I am going to go at this a completely different way.
You must define things to keep your mind from spinning. And, in the real world, you must frequently look for additional information beyond what is explicitly told to you and deal with multiple unknowns. So here is my method, which works every time without benefit of insight or familiarity with a specific type of problem.
Your first question was that there seemed to be too little information. GREAT QUESTION.
Identify the potentially relevant numbers that are unknown and name them.
\(\displaystyle x = \text {speed of boat in still water (no current).}\)
\(\displaystyle s_d = \text {speed downstream (with current).}\)
\(\displaystyle s_u = \text {speed upstream (against current).}\)
\(\displaystyle t_d = \text {time downstream (with current).}\)

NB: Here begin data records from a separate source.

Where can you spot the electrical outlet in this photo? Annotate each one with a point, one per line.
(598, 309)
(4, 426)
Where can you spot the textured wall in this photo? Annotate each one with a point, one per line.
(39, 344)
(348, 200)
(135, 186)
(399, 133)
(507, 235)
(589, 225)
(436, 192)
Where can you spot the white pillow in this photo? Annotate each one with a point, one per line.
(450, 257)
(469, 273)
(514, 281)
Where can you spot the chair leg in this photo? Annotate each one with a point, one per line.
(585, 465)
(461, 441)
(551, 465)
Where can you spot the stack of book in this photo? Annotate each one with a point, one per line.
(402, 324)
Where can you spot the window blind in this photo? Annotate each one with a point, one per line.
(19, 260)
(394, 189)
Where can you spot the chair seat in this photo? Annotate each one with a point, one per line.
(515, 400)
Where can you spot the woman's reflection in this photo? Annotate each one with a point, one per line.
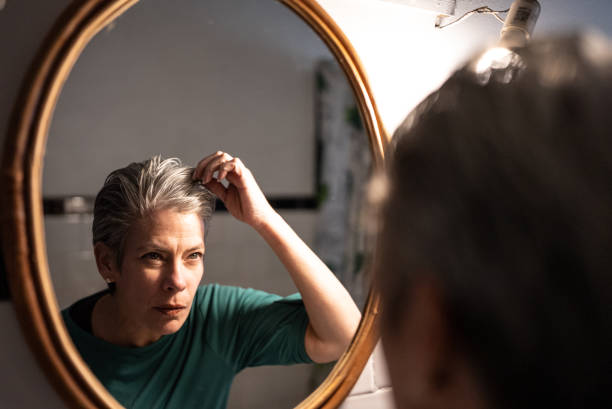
(155, 338)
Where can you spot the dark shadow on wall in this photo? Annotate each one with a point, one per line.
(4, 290)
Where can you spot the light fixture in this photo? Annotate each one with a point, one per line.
(501, 62)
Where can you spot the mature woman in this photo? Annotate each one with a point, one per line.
(496, 242)
(156, 338)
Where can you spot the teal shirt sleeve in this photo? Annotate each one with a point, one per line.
(251, 327)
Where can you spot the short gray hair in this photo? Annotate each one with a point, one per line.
(133, 192)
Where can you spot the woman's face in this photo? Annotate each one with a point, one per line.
(160, 273)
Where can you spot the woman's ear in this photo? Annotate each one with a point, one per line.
(106, 262)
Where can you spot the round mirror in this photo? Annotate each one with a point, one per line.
(184, 80)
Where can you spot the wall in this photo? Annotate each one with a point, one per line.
(414, 60)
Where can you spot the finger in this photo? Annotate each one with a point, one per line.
(214, 165)
(217, 188)
(226, 168)
(197, 174)
(237, 176)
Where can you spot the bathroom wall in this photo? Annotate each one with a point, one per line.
(415, 59)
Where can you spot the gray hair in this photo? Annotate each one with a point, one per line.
(133, 192)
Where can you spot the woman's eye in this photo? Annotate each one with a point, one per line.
(195, 256)
(152, 256)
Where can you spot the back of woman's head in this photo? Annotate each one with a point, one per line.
(502, 193)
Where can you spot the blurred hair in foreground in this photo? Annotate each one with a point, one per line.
(496, 236)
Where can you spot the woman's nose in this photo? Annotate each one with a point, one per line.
(175, 279)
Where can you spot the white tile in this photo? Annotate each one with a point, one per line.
(381, 372)
(365, 383)
(381, 399)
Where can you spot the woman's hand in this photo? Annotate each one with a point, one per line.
(243, 198)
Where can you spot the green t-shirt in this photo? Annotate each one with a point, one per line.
(228, 329)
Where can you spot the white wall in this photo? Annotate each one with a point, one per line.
(404, 55)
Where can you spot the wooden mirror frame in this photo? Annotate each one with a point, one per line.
(23, 239)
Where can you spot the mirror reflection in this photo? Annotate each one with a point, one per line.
(185, 80)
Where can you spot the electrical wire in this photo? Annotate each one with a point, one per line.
(479, 10)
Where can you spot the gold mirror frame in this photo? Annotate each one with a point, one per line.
(23, 238)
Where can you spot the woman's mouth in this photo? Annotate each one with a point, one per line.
(170, 309)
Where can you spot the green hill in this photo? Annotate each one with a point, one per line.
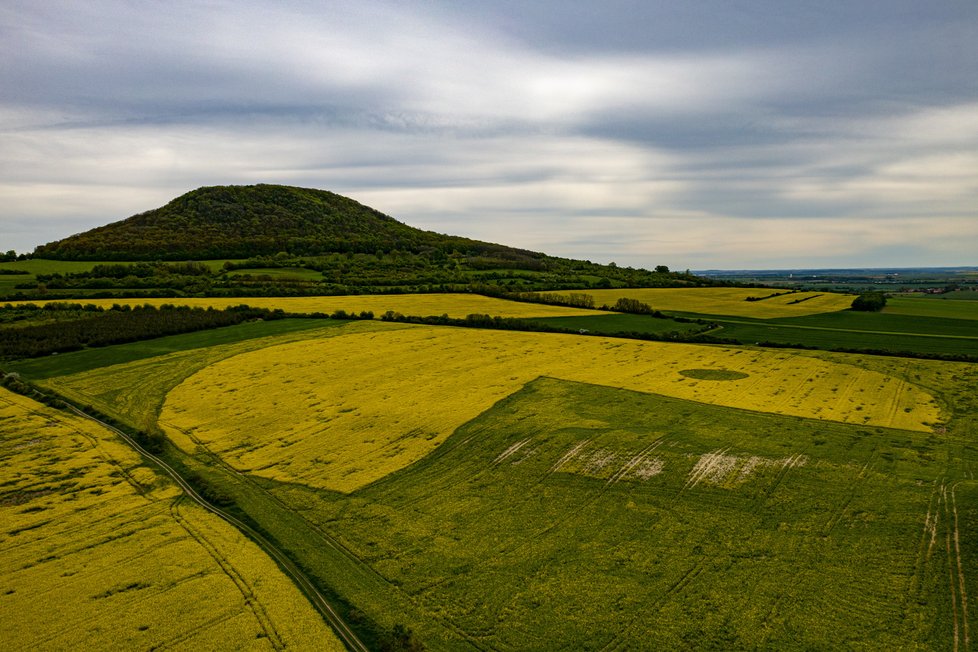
(267, 240)
(262, 220)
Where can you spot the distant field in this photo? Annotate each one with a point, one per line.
(100, 552)
(453, 305)
(932, 307)
(729, 301)
(861, 330)
(342, 411)
(621, 323)
(78, 361)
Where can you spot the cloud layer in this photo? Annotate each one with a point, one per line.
(708, 134)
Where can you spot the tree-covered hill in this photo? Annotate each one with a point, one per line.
(270, 240)
(263, 220)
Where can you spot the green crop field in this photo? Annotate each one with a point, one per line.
(578, 506)
(621, 323)
(933, 307)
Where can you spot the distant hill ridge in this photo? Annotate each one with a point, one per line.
(262, 220)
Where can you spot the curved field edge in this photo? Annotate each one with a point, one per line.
(575, 516)
(112, 548)
(135, 390)
(729, 301)
(342, 412)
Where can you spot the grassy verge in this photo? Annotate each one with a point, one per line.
(79, 361)
(621, 324)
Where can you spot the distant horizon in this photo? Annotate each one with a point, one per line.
(768, 134)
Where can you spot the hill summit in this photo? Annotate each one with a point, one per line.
(261, 220)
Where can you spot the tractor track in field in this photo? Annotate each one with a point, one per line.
(302, 581)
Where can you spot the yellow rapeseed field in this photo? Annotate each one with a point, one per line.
(729, 301)
(99, 552)
(424, 305)
(341, 412)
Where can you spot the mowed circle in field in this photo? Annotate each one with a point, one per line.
(341, 412)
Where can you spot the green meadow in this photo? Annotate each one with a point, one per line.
(575, 516)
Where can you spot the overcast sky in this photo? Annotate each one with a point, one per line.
(691, 133)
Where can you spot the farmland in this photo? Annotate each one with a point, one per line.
(504, 489)
(578, 505)
(453, 305)
(100, 551)
(730, 301)
(372, 418)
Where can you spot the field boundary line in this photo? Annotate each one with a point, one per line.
(846, 330)
(342, 629)
(247, 592)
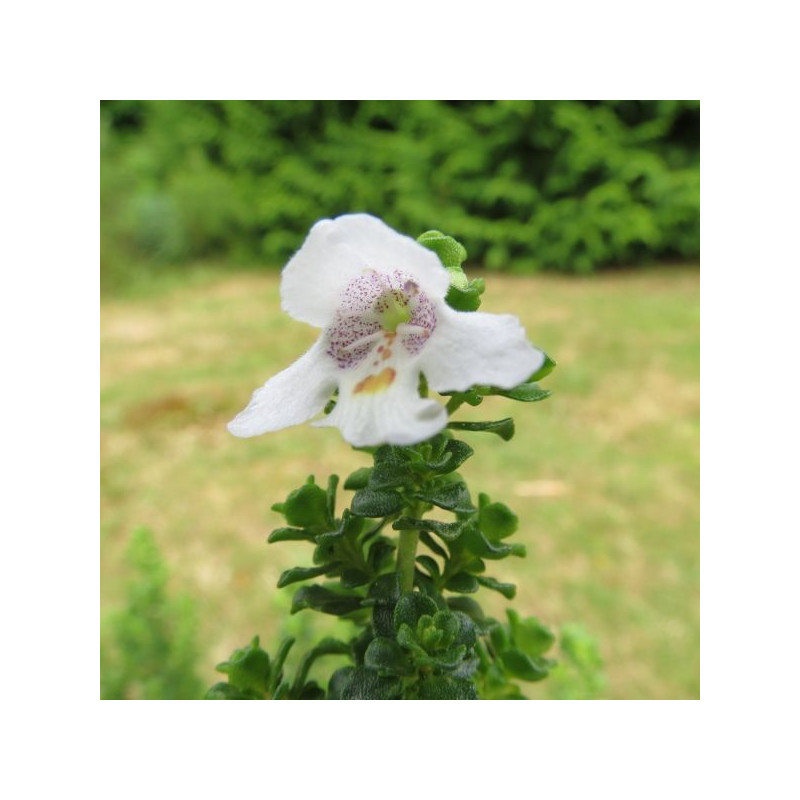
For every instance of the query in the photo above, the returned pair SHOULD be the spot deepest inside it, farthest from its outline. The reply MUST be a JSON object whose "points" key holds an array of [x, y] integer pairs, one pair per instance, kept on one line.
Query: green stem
{"points": [[453, 403], [406, 558]]}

\(\displaystyle t_u = \text {time upstream (against current).}\)
Five unknowns. So you need five numeric relationships that can be made into equations to find these numbers. But the problem
explicitly gives you only three numbers and one numeric relationship. Notice that you have not really done any math yet. You have been thinking about the problem. Well let's write down the one relationship we do know explicitly.
\(\displaystyle \text {I: } t_u = t_d + \dfrac{1}{3}.\)

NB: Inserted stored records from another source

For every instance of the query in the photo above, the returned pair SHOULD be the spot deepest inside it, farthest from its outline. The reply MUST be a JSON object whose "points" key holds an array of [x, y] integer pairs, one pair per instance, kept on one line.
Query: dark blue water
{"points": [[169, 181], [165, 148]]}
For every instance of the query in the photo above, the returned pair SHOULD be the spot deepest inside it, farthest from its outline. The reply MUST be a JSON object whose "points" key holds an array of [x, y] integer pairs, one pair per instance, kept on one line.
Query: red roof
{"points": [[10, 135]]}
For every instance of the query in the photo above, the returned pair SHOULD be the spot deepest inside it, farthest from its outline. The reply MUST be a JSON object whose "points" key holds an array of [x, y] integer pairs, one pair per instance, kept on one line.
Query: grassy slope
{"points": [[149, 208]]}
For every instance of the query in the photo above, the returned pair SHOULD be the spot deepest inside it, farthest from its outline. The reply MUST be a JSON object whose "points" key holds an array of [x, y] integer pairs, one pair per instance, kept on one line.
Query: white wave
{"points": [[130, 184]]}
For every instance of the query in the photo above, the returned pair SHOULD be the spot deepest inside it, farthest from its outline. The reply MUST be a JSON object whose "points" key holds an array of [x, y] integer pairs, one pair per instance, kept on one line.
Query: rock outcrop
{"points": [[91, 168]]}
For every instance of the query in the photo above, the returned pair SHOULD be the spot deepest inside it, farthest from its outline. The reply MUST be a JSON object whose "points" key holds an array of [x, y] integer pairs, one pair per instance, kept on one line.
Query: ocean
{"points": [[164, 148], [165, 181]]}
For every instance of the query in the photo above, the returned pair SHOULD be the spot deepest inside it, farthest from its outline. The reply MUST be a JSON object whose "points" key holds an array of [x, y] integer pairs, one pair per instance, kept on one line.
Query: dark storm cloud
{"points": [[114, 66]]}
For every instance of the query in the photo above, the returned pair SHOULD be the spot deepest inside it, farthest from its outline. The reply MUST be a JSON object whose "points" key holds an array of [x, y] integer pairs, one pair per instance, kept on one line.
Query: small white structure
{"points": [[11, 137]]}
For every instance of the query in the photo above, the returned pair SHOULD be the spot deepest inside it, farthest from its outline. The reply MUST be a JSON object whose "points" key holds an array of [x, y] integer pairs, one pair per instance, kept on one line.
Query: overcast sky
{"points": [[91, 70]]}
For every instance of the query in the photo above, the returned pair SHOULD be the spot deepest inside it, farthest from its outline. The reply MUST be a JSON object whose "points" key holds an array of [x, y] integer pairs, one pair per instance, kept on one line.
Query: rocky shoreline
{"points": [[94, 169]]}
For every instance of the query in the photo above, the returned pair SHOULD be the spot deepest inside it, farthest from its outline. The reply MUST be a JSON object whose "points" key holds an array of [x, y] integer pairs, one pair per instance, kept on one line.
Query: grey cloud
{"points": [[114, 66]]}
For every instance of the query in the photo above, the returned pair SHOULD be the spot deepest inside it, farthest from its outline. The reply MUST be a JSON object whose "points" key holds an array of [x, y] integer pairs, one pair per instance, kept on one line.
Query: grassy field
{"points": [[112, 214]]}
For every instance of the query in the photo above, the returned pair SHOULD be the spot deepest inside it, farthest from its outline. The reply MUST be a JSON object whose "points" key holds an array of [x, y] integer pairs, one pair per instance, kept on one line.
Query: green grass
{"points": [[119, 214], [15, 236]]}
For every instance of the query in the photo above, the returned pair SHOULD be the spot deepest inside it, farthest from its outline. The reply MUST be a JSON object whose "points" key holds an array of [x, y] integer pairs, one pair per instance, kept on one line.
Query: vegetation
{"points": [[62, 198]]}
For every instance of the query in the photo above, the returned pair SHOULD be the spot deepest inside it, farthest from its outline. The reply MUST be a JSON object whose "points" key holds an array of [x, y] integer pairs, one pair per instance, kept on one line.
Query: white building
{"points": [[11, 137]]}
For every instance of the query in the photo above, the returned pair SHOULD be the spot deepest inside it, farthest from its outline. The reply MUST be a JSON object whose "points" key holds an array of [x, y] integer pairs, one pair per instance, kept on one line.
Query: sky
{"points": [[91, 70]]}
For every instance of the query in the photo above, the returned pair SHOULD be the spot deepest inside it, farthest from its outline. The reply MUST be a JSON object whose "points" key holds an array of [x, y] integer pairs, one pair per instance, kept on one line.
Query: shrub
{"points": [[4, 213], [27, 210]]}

We need four more relationships that are not explicitly given in the problem. Do I know a relationship between speed, time, and distance? Yes, I do
\(\displaystyle \text {II: } 6 = s_u * t_u.\)
\(\displaystyle \text {III: } 6 = s_d * t_d.\)
Do I know anything about speeds and currents? Yes, I do.
\(\displaystyle \text {IV: } s_u = x - 2.\)
\(\displaystyle \text {V: } s_d = x + 2.\)
This is just putting what you know into mathematical language. It is thinking. You think before you do math mechanics. But now we have a system of five equations in five unknowns. There is a purely mechanical way to solve it: substitution.
\(\displaystyle 6 = s_u * t_u \implies t_u = \dfrac{6}{s_u}.\)
\(\displaystyle 6 = s_d * t_d \implies t_d = \dfrac{6}{s_d}.\)
\(\displaystyle t_u = t_d + \dfrac{1}{3} \implies t_u - t_d = \dfrac{1}{3}.\)
\(\displaystyle \therefore \dfrac{6}{s_u} - \dfrac{6}{s_d} = \dfrac{1}{3}.\)
\(\displaystyle \therefore \dfrac{6}{x - 2} - \dfrac{6}{x + 2} = \dfrac{1}{3}.\)
What Subhotosh did in his head. But I am not as smart as Subhotosh so I must do it slowly.
Now it is a piece of cake. Multiply both sides of the equation by 3(x - 2)(x + 2) to clear fractions.
\(\displaystyle 18(x + 2) - 18(x - 2) = (x + 2)(x - 2) \implies 36 + 36 = x^2 - 4 \implies\)
\(\displaystyle x^2 = 76 = 4 * 19 \implies x = 2\sqrt{19}.\)
If you "see" what Subhotosh saw, then by all means do it that way because it is quick. If you struggle to "see" something, then get systematic: identify and name the relevant unknown numbers, find n relationships involving n unknowns, turn those into equations, and solve by substitution.